2011 update: It seems that life has caught up to Mr. Stanford. He is now in U.S. custody awaiting trial on financial charges. See the Wikipedia article. Other articles from the Telegraph and the Guardian are linked in this sentence, and Eli is quoted in the latter.
We really enjoyed and thoroughly recommend the Eco-Tour, which returned us to Jolly Harbour at the end of the day.
We reserved all day Friday and a little bit of time Saturday morning to get in some last relaxation. One of the most interesting things about Antigua was the animals. All over the island, one would see sheep, goats, cows, and the occasional horse or donkey (also note the chickens on the left in this picture). On Friday, I took a lengthy walk/hike near the resort to capture some of these four-legged friends, including this group, which prompted my question: Why did the goat cross the road? We saw many without even having to leave the resort, including the cat that always hung around at breakfast (and was picky about which breakfast foods it wanted), this great white egret on the bushes right next to our porch, and this less-pretty, less-cuddly specimen on our porch.
Saturday at lunch it was off to the airport.

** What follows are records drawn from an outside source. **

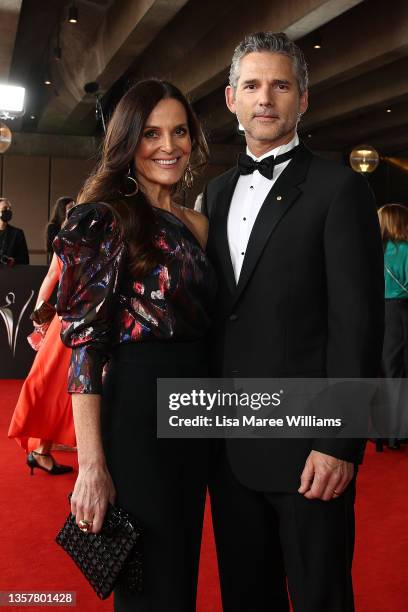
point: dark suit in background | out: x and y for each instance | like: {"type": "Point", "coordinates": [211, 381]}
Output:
{"type": "Point", "coordinates": [14, 245]}
{"type": "Point", "coordinates": [309, 303]}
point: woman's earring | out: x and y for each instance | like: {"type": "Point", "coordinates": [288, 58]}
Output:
{"type": "Point", "coordinates": [188, 177]}
{"type": "Point", "coordinates": [134, 184]}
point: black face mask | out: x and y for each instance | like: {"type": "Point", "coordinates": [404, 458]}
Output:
{"type": "Point", "coordinates": [6, 215]}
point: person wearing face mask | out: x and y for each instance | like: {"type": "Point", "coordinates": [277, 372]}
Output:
{"type": "Point", "coordinates": [43, 413]}
{"type": "Point", "coordinates": [13, 245]}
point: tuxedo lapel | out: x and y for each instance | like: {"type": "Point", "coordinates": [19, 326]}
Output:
{"type": "Point", "coordinates": [219, 229]}
{"type": "Point", "coordinates": [279, 200]}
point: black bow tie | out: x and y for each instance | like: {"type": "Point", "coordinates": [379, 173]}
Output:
{"type": "Point", "coordinates": [247, 165]}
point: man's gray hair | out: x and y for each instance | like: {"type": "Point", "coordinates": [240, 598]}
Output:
{"type": "Point", "coordinates": [274, 43]}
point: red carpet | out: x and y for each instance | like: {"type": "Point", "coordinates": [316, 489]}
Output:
{"type": "Point", "coordinates": [33, 509]}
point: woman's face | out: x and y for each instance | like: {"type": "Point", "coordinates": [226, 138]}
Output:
{"type": "Point", "coordinates": [68, 208]}
{"type": "Point", "coordinates": [165, 147]}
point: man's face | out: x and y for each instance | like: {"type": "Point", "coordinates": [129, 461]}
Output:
{"type": "Point", "coordinates": [267, 101]}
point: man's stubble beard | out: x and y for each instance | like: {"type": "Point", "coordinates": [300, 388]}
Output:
{"type": "Point", "coordinates": [281, 132]}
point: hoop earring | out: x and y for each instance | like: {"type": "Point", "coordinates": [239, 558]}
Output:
{"type": "Point", "coordinates": [188, 177]}
{"type": "Point", "coordinates": [135, 185]}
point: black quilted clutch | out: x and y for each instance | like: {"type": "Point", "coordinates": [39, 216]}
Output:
{"type": "Point", "coordinates": [106, 558]}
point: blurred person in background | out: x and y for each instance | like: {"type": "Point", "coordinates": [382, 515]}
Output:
{"type": "Point", "coordinates": [43, 413]}
{"type": "Point", "coordinates": [61, 208]}
{"type": "Point", "coordinates": [13, 245]}
{"type": "Point", "coordinates": [394, 230]}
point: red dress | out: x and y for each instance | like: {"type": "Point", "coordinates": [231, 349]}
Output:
{"type": "Point", "coordinates": [44, 409]}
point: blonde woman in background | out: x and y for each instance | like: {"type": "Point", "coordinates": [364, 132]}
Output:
{"type": "Point", "coordinates": [394, 230]}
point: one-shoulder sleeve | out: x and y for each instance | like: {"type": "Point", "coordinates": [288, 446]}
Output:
{"type": "Point", "coordinates": [91, 249]}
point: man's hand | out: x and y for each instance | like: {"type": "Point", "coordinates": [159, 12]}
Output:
{"type": "Point", "coordinates": [325, 477]}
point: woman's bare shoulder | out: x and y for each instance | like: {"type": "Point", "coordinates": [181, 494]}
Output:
{"type": "Point", "coordinates": [197, 222]}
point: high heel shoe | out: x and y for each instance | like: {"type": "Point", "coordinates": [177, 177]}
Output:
{"type": "Point", "coordinates": [56, 468]}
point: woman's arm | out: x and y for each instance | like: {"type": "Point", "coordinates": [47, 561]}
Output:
{"type": "Point", "coordinates": [49, 282]}
{"type": "Point", "coordinates": [91, 248]}
{"type": "Point", "coordinates": [94, 487]}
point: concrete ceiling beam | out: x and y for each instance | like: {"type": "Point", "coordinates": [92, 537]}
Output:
{"type": "Point", "coordinates": [126, 30]}
{"type": "Point", "coordinates": [362, 40]}
{"type": "Point", "coordinates": [9, 16]}
{"type": "Point", "coordinates": [205, 68]}
{"type": "Point", "coordinates": [358, 95]}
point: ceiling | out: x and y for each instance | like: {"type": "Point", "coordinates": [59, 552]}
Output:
{"type": "Point", "coordinates": [360, 72]}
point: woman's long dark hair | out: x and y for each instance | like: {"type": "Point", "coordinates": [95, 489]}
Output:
{"type": "Point", "coordinates": [108, 181]}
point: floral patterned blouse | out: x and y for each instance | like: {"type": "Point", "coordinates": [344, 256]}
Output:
{"type": "Point", "coordinates": [101, 305]}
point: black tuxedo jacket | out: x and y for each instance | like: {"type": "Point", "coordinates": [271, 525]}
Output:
{"type": "Point", "coordinates": [15, 245]}
{"type": "Point", "coordinates": [309, 301]}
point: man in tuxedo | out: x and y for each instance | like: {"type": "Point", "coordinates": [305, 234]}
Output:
{"type": "Point", "coordinates": [296, 244]}
{"type": "Point", "coordinates": [13, 245]}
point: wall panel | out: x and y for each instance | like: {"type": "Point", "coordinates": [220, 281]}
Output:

On the way, our friendly cabbie J.J. (whose entire family, from his father to all his sons to his grandson, also has the initials J.J.) enlightened us on how to differentiate sheep from goats. As it turns out, it's quite simple: "Goats, tail up; sheep, tail down."
We enjoyed our time in Antigua very much. If you're looking for an interesting Caribbean destination with a nice hint of British flavor, Antigua may be for you. The resorts run the gamut from quiet to posh to more party-oriented. The people are nice, the ecology beautiful, and the beaches plentiful. If you go in the summer, like we did, be aware of hurricane season (we went in early July so it wasn't really an issue) and remember that Antigua is in the tropics, so it will be hot. Also note that you are leaving the U.S. and heading to a relatively poor foreign nation, so if you want the tropical feel with American amenities and/or opulence, you're better off headed to Hawaii. Finally, as the mosquito netting on our bed in the picture above should have alerted you, there are quite a few mosquitoes in Antigua. The breeze kept them at bay a fair amount, but you should expect some bites, particularly if your resort accommodations are open-air and you have lights on at night. (For an appropriate variation on those Corona commercials, check out this picture.)